Thank you so much.  That is what I needed to know.  So there is a ticketing fee that is not included.


----------



## travelplanner70 (Mar 26, 2009)

Basham -
When I get a chance, I'll try your link.  The translation info might also help for other things as well.  Thanks for looking into it for me.


----------



## ausman (Mar 26, 2009)

Here is the babelfish link so as to translate a web page, may be useful for you.

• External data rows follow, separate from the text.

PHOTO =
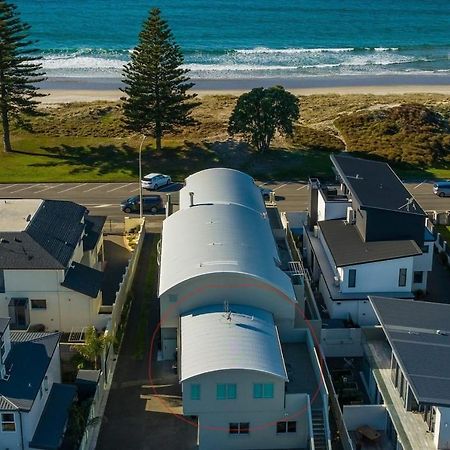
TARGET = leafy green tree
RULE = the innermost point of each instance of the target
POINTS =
(19, 71)
(156, 85)
(260, 113)
(93, 346)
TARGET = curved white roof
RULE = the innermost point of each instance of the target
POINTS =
(220, 185)
(244, 339)
(220, 238)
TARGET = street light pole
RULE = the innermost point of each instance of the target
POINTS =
(140, 177)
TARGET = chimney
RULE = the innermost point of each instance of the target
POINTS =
(314, 185)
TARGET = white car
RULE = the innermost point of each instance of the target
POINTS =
(153, 181)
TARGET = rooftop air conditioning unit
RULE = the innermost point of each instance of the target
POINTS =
(351, 216)
(316, 231)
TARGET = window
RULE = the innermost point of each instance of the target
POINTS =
(226, 392)
(286, 427)
(418, 277)
(195, 392)
(39, 304)
(352, 278)
(402, 277)
(2, 280)
(8, 422)
(239, 428)
(263, 390)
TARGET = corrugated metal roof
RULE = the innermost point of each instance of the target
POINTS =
(419, 335)
(220, 238)
(220, 185)
(245, 338)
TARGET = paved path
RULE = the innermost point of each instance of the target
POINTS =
(129, 422)
(105, 198)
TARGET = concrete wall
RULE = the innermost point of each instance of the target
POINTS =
(214, 435)
(379, 276)
(442, 428)
(355, 416)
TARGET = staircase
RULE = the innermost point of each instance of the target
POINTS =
(320, 440)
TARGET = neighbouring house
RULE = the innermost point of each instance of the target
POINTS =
(407, 374)
(232, 305)
(366, 236)
(51, 257)
(34, 405)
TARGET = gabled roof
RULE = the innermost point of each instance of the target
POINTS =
(245, 339)
(219, 238)
(347, 247)
(83, 279)
(23, 384)
(419, 335)
(49, 239)
(221, 185)
(374, 184)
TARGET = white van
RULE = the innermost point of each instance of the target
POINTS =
(442, 188)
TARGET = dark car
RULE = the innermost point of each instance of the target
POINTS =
(151, 203)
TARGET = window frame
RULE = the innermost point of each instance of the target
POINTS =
(351, 278)
(402, 276)
(6, 423)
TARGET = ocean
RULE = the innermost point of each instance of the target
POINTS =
(241, 39)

http://babelfish.yahoo.com/


----------



## AwayWeGo (Mar 26, 2009)

*The 1 Spanish Phrase I Know How To Translate.*

_La Quinta_ = Next To Denny's. 

-- Alan Cole, McLean (Fairfax County), Virginia, USA.​


----------



## travelplanner70 (Mar 28, 2009)

I cannot seem to be able to open up www.babelfish.yahoo.com.  Could I be doing something wrong? Thanks for your help.


----------



## silvib (Mar 28, 2009)

It appears the total price is what they show - the symbol shown is the Euro.  At the top of the page, you'll see in small print they make mention of an additional 14,00 euro fee which is basically a handling charge.  I punched in a date to get an example of their prices and they offer a selection - different airlines and presumably different classes of seating.


----------



## ausman (Mar 28, 2009)

jo-jo said:


> I cannot seem to be able to open up www.babelfish.yahoo.com.  Could I be doing something wrong? Thanks for your help.



jo-jo,

Just click on the link I provided above and you should get there, no need to retype anything.

Or here it is again: http://babelfish.yahoo.com/


----------



## travelplanner70 (Mar 30, 2009)

Thanks.  That worked.


----------